A Thai officer stands beside the burnt down oil tanker at a gas station in Pattani province, southern Thailand, Aug. 17, 2022.
A Thai officer stands beside the burnt down oil tanker at a gas station in Pattani province, southern Thailand, Aug. 17, 2022.

A series of coordinated violent attacks that rocked Thailand’s far south this week will not derail peace talks or negotiations for a long-sought ceasefire with Muslim insurgents, the government’s chief negotiator said Thursday.

Thailand’s military says 17 sites across the country’s three southernmost provinces of Pattani, Narathiwat and Yala were hit by bomb and arson attacks in quick succession late Tuesday night and early Wednesday morning — mostly convenience shops, general retail stores and gas stations.

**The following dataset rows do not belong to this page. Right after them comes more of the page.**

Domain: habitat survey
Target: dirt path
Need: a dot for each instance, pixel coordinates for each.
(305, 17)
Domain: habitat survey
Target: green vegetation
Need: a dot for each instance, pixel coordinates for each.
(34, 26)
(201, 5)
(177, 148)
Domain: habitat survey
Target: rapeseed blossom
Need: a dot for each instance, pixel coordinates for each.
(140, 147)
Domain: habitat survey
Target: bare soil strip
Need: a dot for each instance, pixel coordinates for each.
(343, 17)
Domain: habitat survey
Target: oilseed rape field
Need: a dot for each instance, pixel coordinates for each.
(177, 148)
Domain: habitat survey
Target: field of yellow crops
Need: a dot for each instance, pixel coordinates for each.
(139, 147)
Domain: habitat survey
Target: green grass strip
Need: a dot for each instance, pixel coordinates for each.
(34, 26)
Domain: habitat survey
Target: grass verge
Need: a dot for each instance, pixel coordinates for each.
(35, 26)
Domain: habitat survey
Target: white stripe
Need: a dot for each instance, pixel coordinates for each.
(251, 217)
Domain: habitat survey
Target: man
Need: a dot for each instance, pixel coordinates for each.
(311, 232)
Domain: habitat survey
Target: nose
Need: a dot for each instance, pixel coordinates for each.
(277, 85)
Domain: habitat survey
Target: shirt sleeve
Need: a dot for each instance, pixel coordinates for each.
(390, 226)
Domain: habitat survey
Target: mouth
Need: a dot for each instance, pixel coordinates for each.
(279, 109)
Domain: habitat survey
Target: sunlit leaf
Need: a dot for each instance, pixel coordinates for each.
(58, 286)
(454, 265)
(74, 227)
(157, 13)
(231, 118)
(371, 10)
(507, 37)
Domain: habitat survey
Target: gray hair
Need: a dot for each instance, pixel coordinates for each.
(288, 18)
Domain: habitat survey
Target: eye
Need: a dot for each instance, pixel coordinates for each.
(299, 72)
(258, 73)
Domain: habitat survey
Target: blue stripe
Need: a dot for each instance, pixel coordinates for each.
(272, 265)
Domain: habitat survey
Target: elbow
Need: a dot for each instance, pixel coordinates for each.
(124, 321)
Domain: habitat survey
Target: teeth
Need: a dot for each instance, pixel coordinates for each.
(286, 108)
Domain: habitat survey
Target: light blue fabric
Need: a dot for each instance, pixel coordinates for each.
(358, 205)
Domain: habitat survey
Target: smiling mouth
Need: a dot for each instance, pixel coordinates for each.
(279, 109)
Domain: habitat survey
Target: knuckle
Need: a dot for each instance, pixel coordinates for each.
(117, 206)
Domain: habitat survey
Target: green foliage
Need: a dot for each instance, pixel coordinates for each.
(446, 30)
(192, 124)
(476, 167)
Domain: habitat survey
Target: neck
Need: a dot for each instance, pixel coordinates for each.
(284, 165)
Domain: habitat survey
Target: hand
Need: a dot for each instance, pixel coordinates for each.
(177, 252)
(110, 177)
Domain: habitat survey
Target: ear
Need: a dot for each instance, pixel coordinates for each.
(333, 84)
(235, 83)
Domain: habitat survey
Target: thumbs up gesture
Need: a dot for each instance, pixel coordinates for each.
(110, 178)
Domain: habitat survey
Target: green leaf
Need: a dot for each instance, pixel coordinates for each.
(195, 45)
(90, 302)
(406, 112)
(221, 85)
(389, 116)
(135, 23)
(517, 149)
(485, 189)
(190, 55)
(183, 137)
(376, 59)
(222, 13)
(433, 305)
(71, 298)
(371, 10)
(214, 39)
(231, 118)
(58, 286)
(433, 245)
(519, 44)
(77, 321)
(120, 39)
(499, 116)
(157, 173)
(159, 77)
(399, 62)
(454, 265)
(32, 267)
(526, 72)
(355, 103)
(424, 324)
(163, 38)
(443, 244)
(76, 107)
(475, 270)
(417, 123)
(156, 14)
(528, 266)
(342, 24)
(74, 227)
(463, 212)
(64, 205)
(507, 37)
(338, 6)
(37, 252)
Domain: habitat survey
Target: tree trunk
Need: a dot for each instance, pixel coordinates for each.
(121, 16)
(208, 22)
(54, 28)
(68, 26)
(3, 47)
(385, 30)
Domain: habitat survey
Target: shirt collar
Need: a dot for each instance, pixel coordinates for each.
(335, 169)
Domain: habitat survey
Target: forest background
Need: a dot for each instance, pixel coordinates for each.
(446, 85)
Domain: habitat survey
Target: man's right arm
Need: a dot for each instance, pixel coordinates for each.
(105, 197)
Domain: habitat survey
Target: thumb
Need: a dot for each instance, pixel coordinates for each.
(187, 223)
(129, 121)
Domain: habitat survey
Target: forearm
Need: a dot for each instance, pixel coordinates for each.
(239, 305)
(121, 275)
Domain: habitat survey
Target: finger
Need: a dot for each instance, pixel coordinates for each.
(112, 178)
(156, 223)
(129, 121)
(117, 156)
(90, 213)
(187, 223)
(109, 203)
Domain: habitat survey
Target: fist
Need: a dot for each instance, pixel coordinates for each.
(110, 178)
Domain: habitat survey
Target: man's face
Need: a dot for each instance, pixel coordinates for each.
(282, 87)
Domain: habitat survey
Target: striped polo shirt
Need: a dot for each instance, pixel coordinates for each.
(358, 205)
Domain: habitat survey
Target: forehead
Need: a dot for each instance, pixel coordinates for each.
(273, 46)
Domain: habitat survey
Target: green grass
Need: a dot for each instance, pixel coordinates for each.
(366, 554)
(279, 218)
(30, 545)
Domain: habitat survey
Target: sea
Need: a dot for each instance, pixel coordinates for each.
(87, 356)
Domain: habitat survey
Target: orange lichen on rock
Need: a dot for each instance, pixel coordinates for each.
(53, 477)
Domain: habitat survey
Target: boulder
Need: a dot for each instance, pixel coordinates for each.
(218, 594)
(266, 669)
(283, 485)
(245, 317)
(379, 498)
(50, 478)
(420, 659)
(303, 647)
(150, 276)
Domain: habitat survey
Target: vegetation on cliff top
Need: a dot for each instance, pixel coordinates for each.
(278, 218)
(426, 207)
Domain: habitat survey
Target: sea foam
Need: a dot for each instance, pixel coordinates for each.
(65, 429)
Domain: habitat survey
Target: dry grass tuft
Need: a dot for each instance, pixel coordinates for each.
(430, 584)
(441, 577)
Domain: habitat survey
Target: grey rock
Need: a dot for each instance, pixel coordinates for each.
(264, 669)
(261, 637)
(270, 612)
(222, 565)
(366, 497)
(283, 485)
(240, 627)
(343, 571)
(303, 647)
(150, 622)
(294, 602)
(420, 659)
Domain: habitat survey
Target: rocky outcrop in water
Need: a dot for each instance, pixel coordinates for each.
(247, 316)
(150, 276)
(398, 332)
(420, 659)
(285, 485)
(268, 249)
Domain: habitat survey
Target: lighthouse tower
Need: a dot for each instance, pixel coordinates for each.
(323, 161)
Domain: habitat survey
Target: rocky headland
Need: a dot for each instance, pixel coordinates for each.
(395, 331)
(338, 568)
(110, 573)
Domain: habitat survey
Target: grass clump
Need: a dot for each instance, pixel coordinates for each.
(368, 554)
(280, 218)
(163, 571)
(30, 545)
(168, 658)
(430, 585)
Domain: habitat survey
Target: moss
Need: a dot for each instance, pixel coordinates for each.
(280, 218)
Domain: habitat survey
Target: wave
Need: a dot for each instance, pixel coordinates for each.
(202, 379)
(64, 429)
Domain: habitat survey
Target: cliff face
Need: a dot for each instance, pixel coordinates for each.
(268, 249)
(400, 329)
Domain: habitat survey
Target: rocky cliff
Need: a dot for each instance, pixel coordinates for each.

Authorities say a 21-year-old local man was killed in one of the ensuing fires and that seven others were slightly injured.

Barisan Revolusi Nasional, the largest of Thailand’s Muslim rebel groups, claimed responsibility for the attacks in a post to its Facebook page Thursday and apologized for the death. The group said it chose the targets as symbols of Thai capitalism that it blamed for destroying community businesses.

The assault, rare in its scale for recent years, came amid modest progress after years of faltering peace talks between BRN and the government’s Peace Dialogue Panel. After a sharp drop in violence over the Muslim holy month of Ramadan earlier this year, ascribed to a mutual truce arranged beforehand, both sides agreed to start negotiations on a more durable cease-fire with a joint mechanism for investigating any alleged breaches.

General Wanlop Rugsanaoh, who heads the Peace Dialogue Panel, told VOA Thursday that the latest attacks would not upset those talks.

“The Peace Dialogue Panel would like to reaffirm that, regardless of the situation on the ground, we will maintain our commitment to move forward through peaceful means, according to the government policy, in order to bring sustainable peace and harmony to the people in the area,” he said by text message.

“The next dialogue meeting is planned tentatively to be in the next 1-2 months and it is still on,” he added.

The general also confirmed that the proposal for a three- to four-month ceasefire with BRN “will still be on the agenda of the meeting.”

Wanlop nonetheless condemned the spate of attacks.

“Not only [do] these incidents affect the livelihood of the people and the economy in the area; they also have negative impact on the peaceful environment and trust people have in the peace dialogue process, which [has] been progressing steadily,” he said.

Rebel and local rights groups accuse the government of seeking to suppress the south’s historic Malay Muslim heritage, a legacy of the Patani sultanate the British Empire deeded to the then-king of Siam in 1909. More than 7,300 people have been killed in fighting aimed at restoring the south’s independence since violence flared up last in 2004 and the government imposed martial law over the region.

In what is believed to be the deadliest attack since then, suspected insurgents shot and killed 15 local defense volunteers in November 2019.

In range and scale, though, this week’s bomb and arson attacks were the largest in at least five years, said Srisompob Jitpiromsri, a lecturer at southern Thailand’s Prince of Songkla University who follows the fighting and peace talks.

Given the scale, Srisompob said he believed BNR also meant to send the government the message that the talks were moving too slowly.

“There are many arguments, disagreements between both parties. They are going to solve [them] in the process, but it’s going to take some time,” he said. “This is a message from the insurgents that they would like to speed up the process.”

The civilian targets, he added, also suggest the rebels intended to remind locals that the insurgents’ cause was still far from won.

“In recent years ... the level of violence [has] become lower,” Srisompob said, “so more and more people have the feeling that ... the insurgency has gone away.”

This week’s attacks, he added, were “to alert the people that, no, this is not the normal situation, there are still many things that need to be resolved in the political conflict.”